Even if tax breaks “are eliminated in a way designed to make the resulting tax system as progressive as possible, there would still be a shift in the tax burden of roughly $86 billion [a year] from those making over $200,000 to those making less” than that.
What you are seeing here is the con-game exposed. Cutting taxes is easy. Cutting tax credits for the middle class is hard. Romney could conceivably get his tax cuts passed through Congress, but he could never attack the middle class with this kind of ferocity. The end result would be very similar to what happened when Ronald Reagan and George W. Bush slashed taxes on the rich. We wound up with enormous deficits, the rich got richer, and everyone else saw their wages stagnate.
Fool me once, shame on you. Fool me twice, shame on you. Fool me three times, shame on you.
I’ve been hoping to see Democrats point out that Republicans want to raise taxes on working people ever since the Wall Street Journal’s original “Lucky Duckies” column from 2003.
I hope he links this to the “half of all Americans pay no taxes” line that has become so popular among Republicans.
R’s will say that they will pay for it by cutting welfare and foreign aid. That’s what they always say.
This year they may aid cutting pay and pension of drone civil servants. Issa is particularly fond of this approach actually entering a bill to sever and forbid all union contracts, end pensions, end health insurance, abolish COLA’s and cut pay severely. The public laps this stuff up.
con-game indeed.
tell it, BooMan
If we had a rational progressive tax system (like we had until Reagan), I’d join the conservatives in trying to dump all the special tax breaks that have built up, especially the mortgage deductions. All of them would be unnecessary or marginal if we had economic justice, and we could get rid of some of the “social engineering” that they end up boosting in the name of some “American dream” that no longer makes sense. The subsidies to house buying, for example, constitute an unfair tax on renters, and encourage growth that’s no longer environmentally sustainable.
But we don’t have such an economic system, so we’re stuck cheering for marginal fixes that cost too much, create unnecessary government functions while more important work is starved, and favor some Americans over others for no good reason.
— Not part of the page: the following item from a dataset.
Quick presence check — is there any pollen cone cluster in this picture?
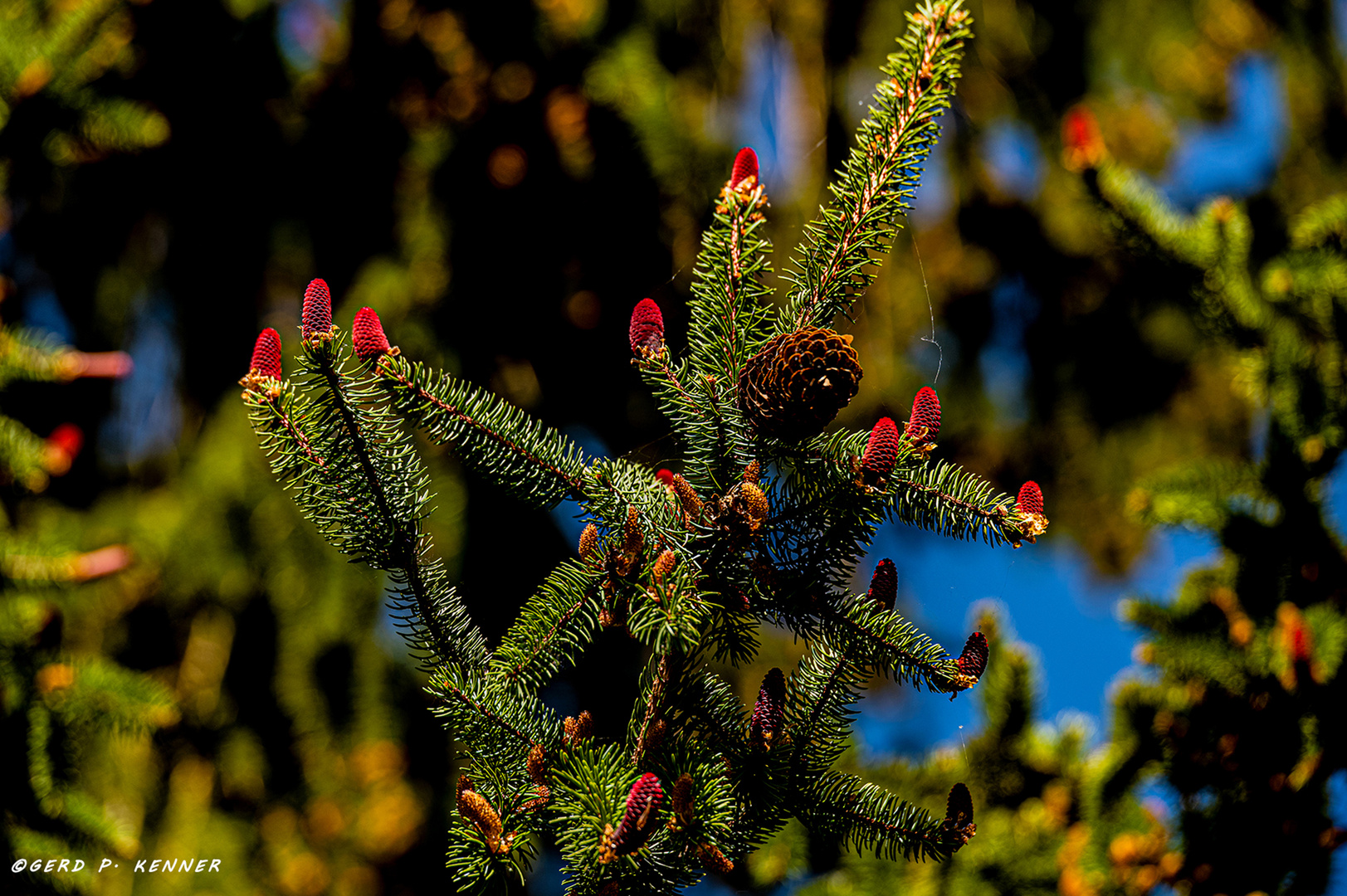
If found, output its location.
[599,772,664,864]
[738,326,863,441]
The way things are we have no choice but to work for Dems as hard as we can, but somewhere along the line, if we want long-term survivability, we’re going to need much stronger socialist and progressive action.
Yeah, middle-class tax credits are like a Pandora’s box. Once you implement them there’s no way to end them without massive howls of pain that would lead to electoral defeat. The only progressive way forward is some kind of massive structural shift that probably won’t happen unless things get really really bad.
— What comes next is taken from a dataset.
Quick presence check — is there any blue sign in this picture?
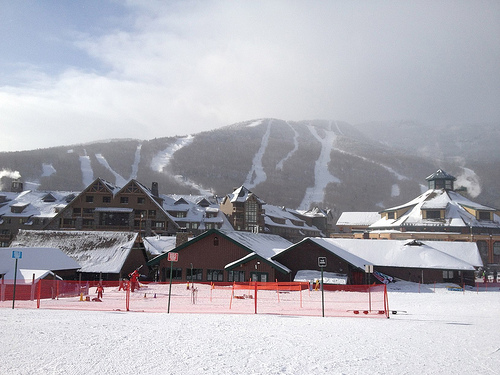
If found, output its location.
[12,251,23,259]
Remember the problem with being honest about the Ryan “plan”? Voters refused to believe anyone could be so evil meaning no ground could be gained.
Will this happen again?
The study was independent of the campaigns, hence it “broke the ice” as it were on the topic. -that’s my reading anyway. Also the more speculation there is about Willard’s taxes, the more ppl see that he’s only interested in his personal wealth.
Didn’t fool me the first time. Indeed, fool me once… Fuck You!
The Biker’s (the leather wearing, not-dentists biker’s) Credo: Don’t fuck with me I won’t fuck with you. Fuck with me, I’ll fuck you up.
Fool me once: Fuck You!
I have one question in my mind that When the con man is finally caught and his game exposed, you would think that he’d be arrested, charged, and jailed..?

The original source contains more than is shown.